VoCo (voice conversion) is a tool that analyses your speech and breaks down the sound into phonemes, which are the individual sounds that you use to form words. Once it’s used these to build its database, you can record new clips and the technology will translate the sound into text, which you can then edit. Moving words around in a sentence isn’t exactly revolutionary—you can do it with any wave editor—but what’s clever is the ability to resynthesize new words that weren’t part of the original clip, using the person’s voice.

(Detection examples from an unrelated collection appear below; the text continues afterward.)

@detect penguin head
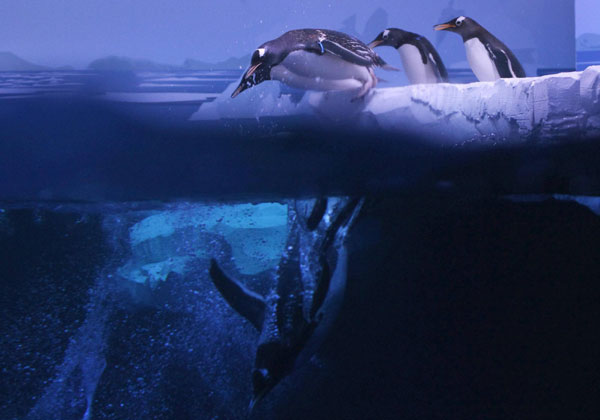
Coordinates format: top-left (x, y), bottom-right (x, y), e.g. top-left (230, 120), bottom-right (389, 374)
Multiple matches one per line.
top-left (433, 16), bottom-right (479, 38)
top-left (231, 41), bottom-right (285, 98)
top-left (249, 341), bottom-right (294, 411)
top-left (369, 28), bottom-right (414, 48)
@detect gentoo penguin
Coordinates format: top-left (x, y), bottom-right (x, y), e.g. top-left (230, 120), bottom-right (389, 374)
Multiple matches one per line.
top-left (369, 28), bottom-right (448, 85)
top-left (210, 198), bottom-right (362, 413)
top-left (434, 16), bottom-right (525, 82)
top-left (231, 29), bottom-right (393, 98)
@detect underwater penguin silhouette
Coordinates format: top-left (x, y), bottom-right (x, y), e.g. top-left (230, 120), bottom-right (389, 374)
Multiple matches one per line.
top-left (210, 198), bottom-right (362, 415)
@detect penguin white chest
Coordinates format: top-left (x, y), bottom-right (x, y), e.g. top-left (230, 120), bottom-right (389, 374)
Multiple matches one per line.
top-left (271, 51), bottom-right (377, 90)
top-left (465, 38), bottom-right (500, 82)
top-left (398, 44), bottom-right (440, 85)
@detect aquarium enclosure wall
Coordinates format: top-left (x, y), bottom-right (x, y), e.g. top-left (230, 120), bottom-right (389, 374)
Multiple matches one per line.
top-left (0, 0), bottom-right (600, 420)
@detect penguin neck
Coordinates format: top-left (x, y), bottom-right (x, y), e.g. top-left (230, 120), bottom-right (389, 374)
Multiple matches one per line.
top-left (461, 26), bottom-right (496, 43)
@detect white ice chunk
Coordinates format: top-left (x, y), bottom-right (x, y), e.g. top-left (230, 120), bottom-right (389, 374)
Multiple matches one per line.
top-left (192, 66), bottom-right (600, 144)
top-left (119, 203), bottom-right (287, 286)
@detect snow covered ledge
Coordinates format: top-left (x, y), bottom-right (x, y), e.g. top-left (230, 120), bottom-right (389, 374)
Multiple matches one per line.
top-left (191, 66), bottom-right (600, 143)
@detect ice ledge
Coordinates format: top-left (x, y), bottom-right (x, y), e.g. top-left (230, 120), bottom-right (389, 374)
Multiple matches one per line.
top-left (191, 66), bottom-right (600, 143)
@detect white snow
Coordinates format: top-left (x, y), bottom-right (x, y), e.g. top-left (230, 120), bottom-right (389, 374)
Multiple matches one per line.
top-left (191, 66), bottom-right (600, 143)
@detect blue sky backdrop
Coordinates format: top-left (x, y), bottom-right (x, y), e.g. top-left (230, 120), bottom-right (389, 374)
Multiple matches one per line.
top-left (0, 0), bottom-right (600, 67)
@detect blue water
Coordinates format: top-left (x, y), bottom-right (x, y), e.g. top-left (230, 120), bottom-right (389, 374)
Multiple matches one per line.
top-left (0, 71), bottom-right (600, 420)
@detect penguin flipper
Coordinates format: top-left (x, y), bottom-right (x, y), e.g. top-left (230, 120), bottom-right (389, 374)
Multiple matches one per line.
top-left (210, 258), bottom-right (266, 331)
top-left (485, 42), bottom-right (525, 78)
top-left (310, 255), bottom-right (332, 321)
top-left (321, 39), bottom-right (374, 67)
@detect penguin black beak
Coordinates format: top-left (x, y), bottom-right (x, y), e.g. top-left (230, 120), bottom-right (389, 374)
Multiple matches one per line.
top-left (369, 39), bottom-right (383, 49)
top-left (231, 63), bottom-right (262, 98)
top-left (433, 23), bottom-right (456, 31)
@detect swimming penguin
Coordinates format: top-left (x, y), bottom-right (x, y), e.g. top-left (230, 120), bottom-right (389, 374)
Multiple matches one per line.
top-left (434, 16), bottom-right (525, 82)
top-left (210, 198), bottom-right (362, 413)
top-left (369, 28), bottom-right (448, 85)
top-left (231, 29), bottom-right (393, 98)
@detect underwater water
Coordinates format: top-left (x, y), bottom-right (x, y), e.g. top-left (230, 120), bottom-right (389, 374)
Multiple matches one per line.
top-left (0, 71), bottom-right (600, 420)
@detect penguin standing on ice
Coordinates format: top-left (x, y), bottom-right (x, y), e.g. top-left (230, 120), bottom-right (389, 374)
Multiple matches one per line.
top-left (434, 16), bottom-right (525, 82)
top-left (369, 28), bottom-right (448, 85)
top-left (231, 29), bottom-right (395, 98)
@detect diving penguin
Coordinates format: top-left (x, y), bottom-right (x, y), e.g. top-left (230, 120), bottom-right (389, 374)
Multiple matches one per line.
top-left (369, 28), bottom-right (448, 85)
top-left (210, 198), bottom-right (362, 413)
top-left (231, 29), bottom-right (395, 98)
top-left (434, 16), bottom-right (525, 82)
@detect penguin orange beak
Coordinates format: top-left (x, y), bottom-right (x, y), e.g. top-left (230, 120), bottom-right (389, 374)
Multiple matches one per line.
top-left (231, 63), bottom-right (262, 98)
top-left (369, 40), bottom-right (383, 49)
top-left (433, 23), bottom-right (456, 31)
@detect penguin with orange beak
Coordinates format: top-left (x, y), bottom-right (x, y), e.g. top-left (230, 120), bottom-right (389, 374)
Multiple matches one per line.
top-left (434, 16), bottom-right (526, 82)
top-left (231, 29), bottom-right (395, 98)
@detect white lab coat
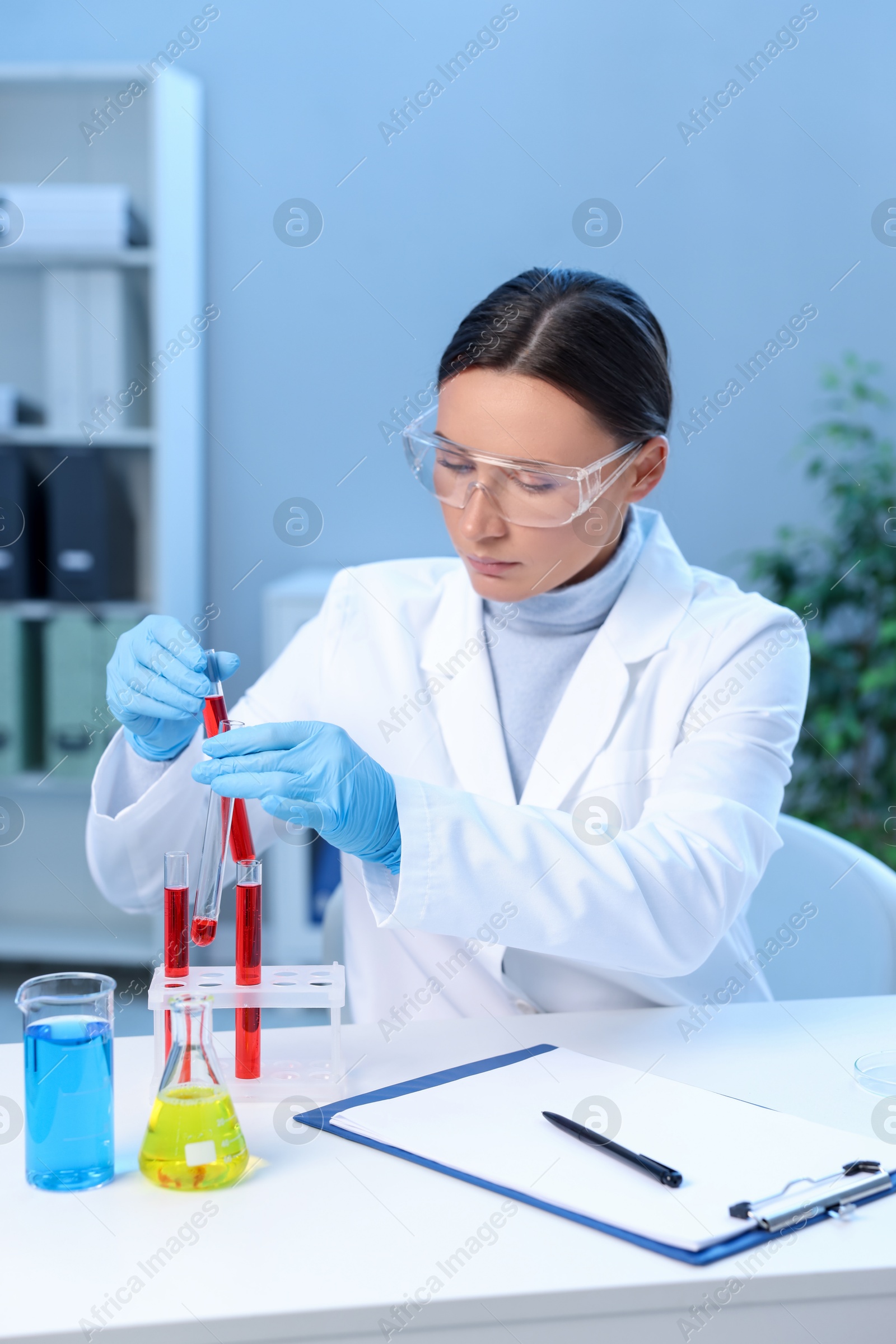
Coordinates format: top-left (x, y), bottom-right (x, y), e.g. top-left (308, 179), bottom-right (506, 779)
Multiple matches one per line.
top-left (87, 509), bottom-right (809, 1039)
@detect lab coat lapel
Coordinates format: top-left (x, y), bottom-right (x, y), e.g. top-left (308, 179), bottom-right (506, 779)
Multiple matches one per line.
top-left (421, 567), bottom-right (516, 804)
top-left (520, 509), bottom-right (693, 808)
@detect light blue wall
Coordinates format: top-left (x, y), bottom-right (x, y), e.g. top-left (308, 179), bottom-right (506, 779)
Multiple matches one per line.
top-left (4, 0), bottom-right (896, 684)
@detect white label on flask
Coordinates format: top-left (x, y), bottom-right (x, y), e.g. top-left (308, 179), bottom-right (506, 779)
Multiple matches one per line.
top-left (184, 1138), bottom-right (218, 1166)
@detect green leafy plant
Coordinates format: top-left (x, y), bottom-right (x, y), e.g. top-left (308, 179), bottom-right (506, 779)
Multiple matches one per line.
top-left (751, 355), bottom-right (896, 867)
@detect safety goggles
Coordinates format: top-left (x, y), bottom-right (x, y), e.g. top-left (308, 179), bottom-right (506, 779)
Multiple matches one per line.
top-left (402, 406), bottom-right (646, 527)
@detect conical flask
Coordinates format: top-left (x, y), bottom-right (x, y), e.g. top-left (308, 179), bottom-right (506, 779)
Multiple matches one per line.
top-left (139, 994), bottom-right (249, 1189)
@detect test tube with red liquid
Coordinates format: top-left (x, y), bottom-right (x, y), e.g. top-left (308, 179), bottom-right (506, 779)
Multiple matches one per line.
top-left (189, 719), bottom-right (242, 947)
top-left (235, 859), bottom-right (262, 1078)
top-left (204, 649), bottom-right (255, 860)
top-left (165, 849), bottom-right (189, 1059)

A sneak peek of Adobe VoCo
We’ve seen stuff a bit like this before: Vocaloid can do text-to-singing using a preset voice and Dragon Dictate claims to be able to transcribe speech to text after learning your voice, though when I tried it, the results were something of a disaster. And, of course, Melodyne and the sample editors of many DAWs now have advanced vocal manipulation tools, even if they’re not quite as ambitious as this.

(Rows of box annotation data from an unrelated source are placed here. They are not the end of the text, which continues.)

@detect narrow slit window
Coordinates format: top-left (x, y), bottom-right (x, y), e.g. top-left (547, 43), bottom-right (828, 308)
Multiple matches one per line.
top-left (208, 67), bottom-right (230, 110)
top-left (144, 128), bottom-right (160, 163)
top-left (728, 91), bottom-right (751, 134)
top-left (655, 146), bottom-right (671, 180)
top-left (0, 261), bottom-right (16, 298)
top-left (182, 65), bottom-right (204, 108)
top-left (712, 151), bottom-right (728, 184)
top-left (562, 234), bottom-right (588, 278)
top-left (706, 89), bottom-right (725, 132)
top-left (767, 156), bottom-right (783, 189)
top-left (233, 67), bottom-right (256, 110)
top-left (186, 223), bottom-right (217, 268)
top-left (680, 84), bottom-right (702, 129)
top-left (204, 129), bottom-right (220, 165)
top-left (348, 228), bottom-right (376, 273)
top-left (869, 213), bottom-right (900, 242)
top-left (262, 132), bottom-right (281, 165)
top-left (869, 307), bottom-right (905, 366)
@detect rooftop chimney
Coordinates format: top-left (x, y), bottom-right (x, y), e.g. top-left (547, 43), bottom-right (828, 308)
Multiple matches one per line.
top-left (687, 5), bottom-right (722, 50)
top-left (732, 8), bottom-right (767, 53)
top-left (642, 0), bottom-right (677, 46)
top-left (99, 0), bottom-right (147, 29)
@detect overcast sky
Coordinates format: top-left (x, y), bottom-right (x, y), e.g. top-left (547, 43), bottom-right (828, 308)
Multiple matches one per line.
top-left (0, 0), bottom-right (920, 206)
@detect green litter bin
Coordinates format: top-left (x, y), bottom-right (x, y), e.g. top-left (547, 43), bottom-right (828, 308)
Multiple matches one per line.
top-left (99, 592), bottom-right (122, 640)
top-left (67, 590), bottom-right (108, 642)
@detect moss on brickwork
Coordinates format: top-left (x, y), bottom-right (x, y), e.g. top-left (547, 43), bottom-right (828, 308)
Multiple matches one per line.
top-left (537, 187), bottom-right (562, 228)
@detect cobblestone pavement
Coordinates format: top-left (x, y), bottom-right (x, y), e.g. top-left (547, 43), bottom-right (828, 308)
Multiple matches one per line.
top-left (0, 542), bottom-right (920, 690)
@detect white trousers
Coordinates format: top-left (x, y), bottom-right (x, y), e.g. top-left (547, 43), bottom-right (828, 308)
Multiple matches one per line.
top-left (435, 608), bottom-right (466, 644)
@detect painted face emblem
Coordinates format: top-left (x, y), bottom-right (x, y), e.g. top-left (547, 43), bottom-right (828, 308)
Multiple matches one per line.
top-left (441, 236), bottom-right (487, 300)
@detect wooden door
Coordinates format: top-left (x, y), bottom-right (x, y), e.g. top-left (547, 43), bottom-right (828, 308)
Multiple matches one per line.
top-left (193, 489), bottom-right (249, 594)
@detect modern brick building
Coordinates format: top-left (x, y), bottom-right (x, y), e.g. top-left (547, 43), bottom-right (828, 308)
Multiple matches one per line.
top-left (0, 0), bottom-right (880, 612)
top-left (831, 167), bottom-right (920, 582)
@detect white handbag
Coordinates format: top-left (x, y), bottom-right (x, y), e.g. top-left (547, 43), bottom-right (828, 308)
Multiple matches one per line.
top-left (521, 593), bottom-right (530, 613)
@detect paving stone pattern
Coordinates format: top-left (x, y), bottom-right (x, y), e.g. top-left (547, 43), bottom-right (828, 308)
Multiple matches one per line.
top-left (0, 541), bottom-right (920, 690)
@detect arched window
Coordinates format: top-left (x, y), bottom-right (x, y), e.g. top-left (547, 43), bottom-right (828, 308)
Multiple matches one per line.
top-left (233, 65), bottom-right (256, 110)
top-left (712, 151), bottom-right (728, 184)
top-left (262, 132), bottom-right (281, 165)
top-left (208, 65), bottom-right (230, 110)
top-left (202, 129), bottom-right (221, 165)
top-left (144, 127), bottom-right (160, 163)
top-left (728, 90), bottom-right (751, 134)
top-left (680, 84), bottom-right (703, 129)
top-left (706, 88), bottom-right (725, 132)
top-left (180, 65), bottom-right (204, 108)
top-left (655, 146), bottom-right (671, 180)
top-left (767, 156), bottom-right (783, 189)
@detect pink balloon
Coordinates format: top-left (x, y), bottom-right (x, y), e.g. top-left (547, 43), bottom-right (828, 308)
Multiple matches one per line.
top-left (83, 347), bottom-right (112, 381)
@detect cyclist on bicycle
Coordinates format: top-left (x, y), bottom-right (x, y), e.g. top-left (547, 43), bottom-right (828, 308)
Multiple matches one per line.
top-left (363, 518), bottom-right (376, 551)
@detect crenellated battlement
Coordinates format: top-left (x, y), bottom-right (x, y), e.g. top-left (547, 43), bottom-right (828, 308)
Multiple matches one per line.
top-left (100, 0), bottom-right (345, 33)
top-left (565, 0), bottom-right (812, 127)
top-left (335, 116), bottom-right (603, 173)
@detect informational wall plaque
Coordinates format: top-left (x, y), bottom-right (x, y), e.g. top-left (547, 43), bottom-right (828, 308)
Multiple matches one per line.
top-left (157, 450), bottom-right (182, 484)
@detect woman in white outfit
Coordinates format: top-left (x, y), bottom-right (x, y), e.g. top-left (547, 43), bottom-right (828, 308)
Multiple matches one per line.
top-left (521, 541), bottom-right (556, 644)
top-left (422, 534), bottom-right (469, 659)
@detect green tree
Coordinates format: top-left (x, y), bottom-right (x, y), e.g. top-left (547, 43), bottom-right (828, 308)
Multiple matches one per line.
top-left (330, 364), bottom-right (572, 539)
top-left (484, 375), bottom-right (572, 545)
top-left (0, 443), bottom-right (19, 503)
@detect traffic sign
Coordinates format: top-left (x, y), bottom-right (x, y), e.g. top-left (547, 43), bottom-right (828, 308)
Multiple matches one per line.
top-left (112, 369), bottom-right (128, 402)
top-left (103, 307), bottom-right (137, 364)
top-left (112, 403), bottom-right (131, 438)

What’s really interesting about this technology, potentially at least, is that it creates something from nothing. It’s not so much vocal editing as vocal synthesis, but it’s supposed to sound like the real person rather than some preset voice. The implications, if Adobe can pull it off, are huge. At the moment the results would appear to be too clunky to really fool anyone, but remember that this is a preview of the technology and by the time it is actually released it’ll be a good deal smoother.
Some people have raised concerns about the possibility of this technology being used maliciously, and it’s a valid point. Just like you can Photoshop someone doing something they never did, so you will be able to make someone say something they never said. If the tech is good enough, it’ll sound real. Adobe surely understand this and hinted at a watermark-style solution they're working on.
For producers it’s particularly interesting because it raises the spectre of being able not just to pitch correct vocals but completely resynthesize them. At present you can mess with pitch, timing and formants but not literally create new words from nowhere. So you could in theory change entire lyrics long after the vocalist has gone home. Or change the way someone pronounces a word. That’s a remarkable prospect. It will all hinge on how seamless the tech ends up being of course, but this has the potential to be a massive step forward in the field of digital audio.